Archiviato — senza troppe cerimonie — il tentativo di ridisegnare gli equilibri interni di Forza Italia in vista del futuro congresso nazionale, Roberto Occhiuto, Francesco Cannizzaro, Gianluca Gallo e il ristretto cerchio dei fedelissimi del governatore hanno rapidamente cambiato spartito.
Il progetto — neppure troppo sussurrato nei corridoi romani — di accompagnare Antonio Tajani verso un’uscita di scena politicamente decorosa, per poi collocare al vertice del partito un volto più “territoriale”, più “calabrese”, più “allineato”, si è arenato prima ancora di prendere il largo.
E qui entra in scena la seconda parte della rappresentazione.
Ieri, in Calabria, è andato in scena l’atto più atteso: l’arrivo del ministro degli Esteri e leader nazionale di Forza Italia. Un evento istituzionale, certo. Ma anche — e forse soprattutto — un’occasione imperdibile per dimostrare una ritrovata, fervente, quasi commovente unità.
Come se nulla fosse accaduto.
Come se nessuno avesse lavorato, fino a poco prima, per pianificare la futura spinta del leader “nel precipizio” congressuale.
Come se la politica non avesse memoria, o come se la memoria fosse diventata una variabile opzionale.
Attorno a Tajani si è così stretta una comunità politica improvvisamente devota, impegnata in una competizione non dichiarata ma visibilissima: chi pubblica il post più caloroso, chi il reel più coinvolgente, chi la foto più sorridente, più ravvicinata, più “intima” col leader nazionale. Una gara di fedeltà digitale degna delle migliori stagioni pre-social, aggiornata ai tempi dell’algoritmo.

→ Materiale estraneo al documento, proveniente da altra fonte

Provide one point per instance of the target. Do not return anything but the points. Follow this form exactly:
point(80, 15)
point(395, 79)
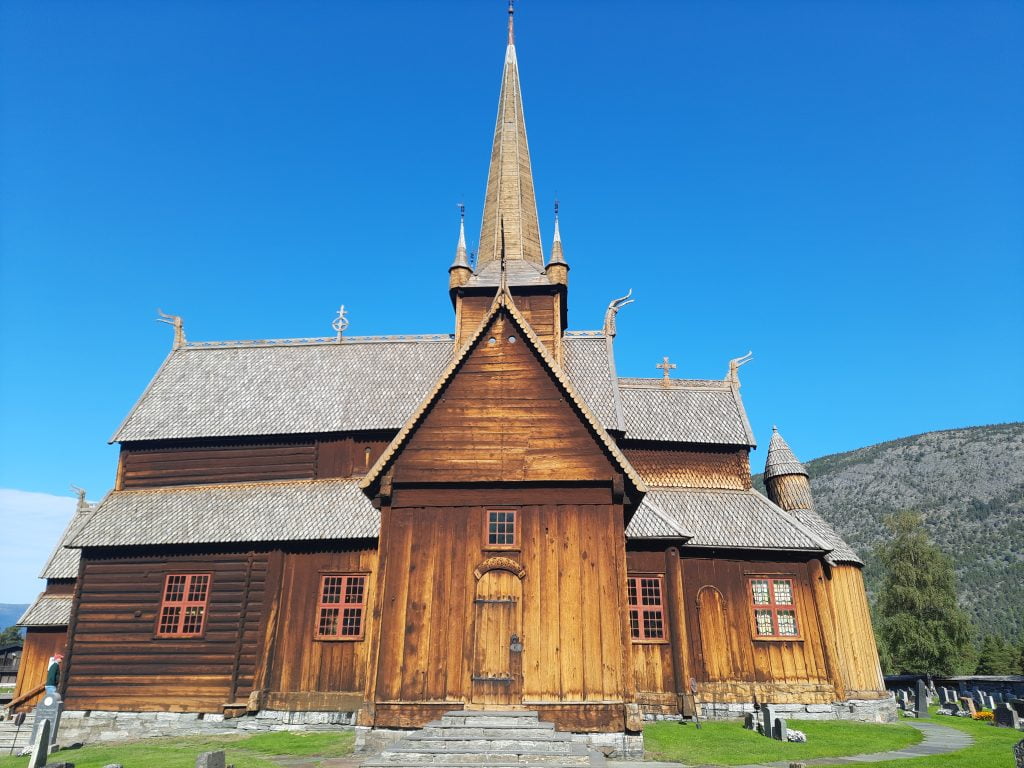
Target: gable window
point(774, 607)
point(339, 610)
point(646, 608)
point(182, 609)
point(502, 527)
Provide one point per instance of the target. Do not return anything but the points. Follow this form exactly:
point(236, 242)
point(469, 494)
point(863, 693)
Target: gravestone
point(48, 710)
point(211, 760)
point(40, 744)
point(1006, 717)
point(922, 700)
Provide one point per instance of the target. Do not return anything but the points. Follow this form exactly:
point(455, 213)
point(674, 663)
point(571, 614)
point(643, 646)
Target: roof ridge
point(315, 341)
point(503, 299)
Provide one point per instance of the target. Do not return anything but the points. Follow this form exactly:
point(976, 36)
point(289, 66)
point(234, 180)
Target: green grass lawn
point(725, 742)
point(244, 752)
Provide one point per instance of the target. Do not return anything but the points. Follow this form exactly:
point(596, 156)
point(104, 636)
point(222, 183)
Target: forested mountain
point(968, 483)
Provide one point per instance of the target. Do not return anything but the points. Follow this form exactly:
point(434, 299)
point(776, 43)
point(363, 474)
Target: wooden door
point(716, 640)
point(497, 673)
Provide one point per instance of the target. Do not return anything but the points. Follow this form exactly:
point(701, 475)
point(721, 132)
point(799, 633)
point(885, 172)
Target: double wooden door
point(497, 671)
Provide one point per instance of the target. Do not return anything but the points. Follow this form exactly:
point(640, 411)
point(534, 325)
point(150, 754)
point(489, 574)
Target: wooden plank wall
point(502, 418)
point(726, 659)
point(573, 631)
point(40, 644)
point(858, 653)
point(187, 464)
point(302, 664)
point(117, 663)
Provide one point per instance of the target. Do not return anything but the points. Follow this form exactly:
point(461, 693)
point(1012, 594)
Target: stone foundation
point(95, 725)
point(859, 710)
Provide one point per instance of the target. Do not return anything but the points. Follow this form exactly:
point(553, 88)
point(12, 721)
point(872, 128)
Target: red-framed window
point(774, 606)
point(646, 607)
point(341, 606)
point(183, 606)
point(503, 527)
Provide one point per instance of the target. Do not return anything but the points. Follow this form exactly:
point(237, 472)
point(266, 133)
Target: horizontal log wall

Il messaggio è chiaro: la partita interna è finita, il capo è sempre lui, e adesso si ricomincia — tutti insieme — dal punto di partenza. Senza rancori, senza spiegazioni, senza nemmeno l’imbarazzo di una pausa di silenzio.
D’altronde, la politica — quella vera — è anche questo: l’arte di stringersi attorno a chi si è appena tentato di sostituire, con la disinvoltura di chi sa che domani è un altro giorno, un altro congresso, un’altra foto.
E se ieri qualcuno cercava il vertice, oggi cerca l’inquadratura migliore. In fondo, non è un tradimento: è solo coerenza. Coerenza con una lunga, rispettabile tradizione.